U.S. President Donald Trump is expected to announce tariffs on $50 billion of Chinese imports today that will once again stoke fears of a trade war and protectionist policies and likely trigger a response from the world’s second-largest economy. Trump has been picking fights with a number of countries on trade in an attempt to address the large deficit the United States runs and China is clearly his primary target.
Markets will always be vulnerable to trade spats between countries and while the response to the G7 meeting may have been quite muted, that more likely a sign of such an outcome being in line with expectations than markets becoming less sensitive to it.
The biggest concern here is naturally that this will continue to escalate and more and more counter-tariffs will be imposed, something that will harm all economies and weigh on investor sentiment. Perhaps Trump feels that the strength of the US economy and recent success in Singapore gives him the breathing room to make a sacrifice on the economy and jobs in an attempt to put additional pressure on other countries.
There are a number of economic data releases to look out for today, although they may be a little overshadowed by the U.S. tariff announcement. The UoM consumer sentiment survey, empire state manufacturing index, capacity utilization rate and industrial production figures are all notable releases for the United States and will be released around the open of the markets so it should be of interest.

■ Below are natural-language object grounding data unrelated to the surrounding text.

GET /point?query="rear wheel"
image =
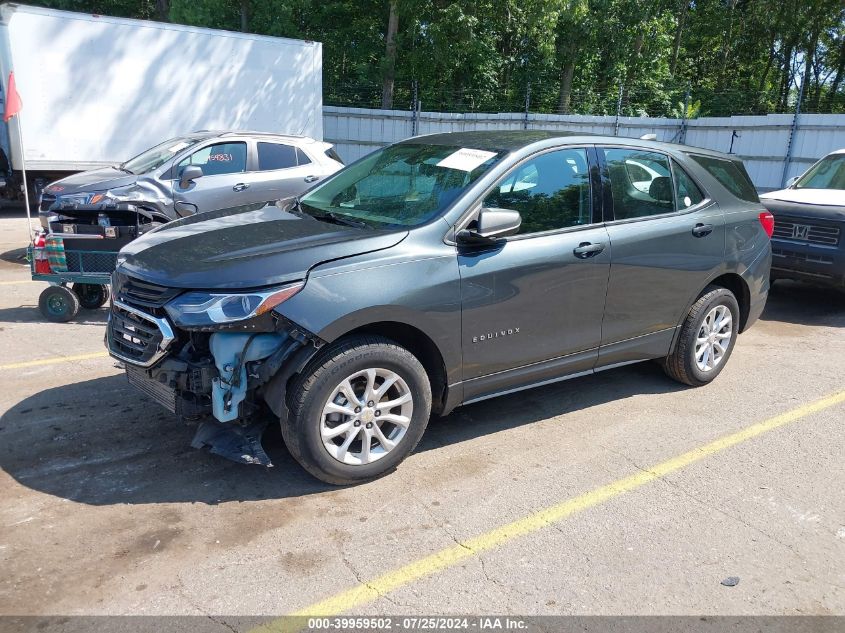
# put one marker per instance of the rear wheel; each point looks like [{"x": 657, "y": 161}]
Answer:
[
  {"x": 706, "y": 339},
  {"x": 91, "y": 296},
  {"x": 357, "y": 410},
  {"x": 58, "y": 304}
]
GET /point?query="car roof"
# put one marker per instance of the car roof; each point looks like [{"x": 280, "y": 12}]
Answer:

The week’s central bank events may be behind us but they’re continuing to have an influence on the markets today. The euro is paring some gains early in the day after coming under substantial pressure as the ECB laid out plans for the end of quantitative easing and the first interest rate hike.
As ever, a hawkish shift in policy was accompanied by some very dovish language from President Draghi which sent the single currency tumbling. Combine this with a more hawkish result from the Federal Reserve meeting on Wednesday and it’s no surprise the euro/U.S. dollar (EUR/USD) currency pair is under pressure again despite a brief recovery over the last couple of weeks. The pair found some support around 1.15 last time but may not be so lucky this time around, while 1.13 could be an interesting level.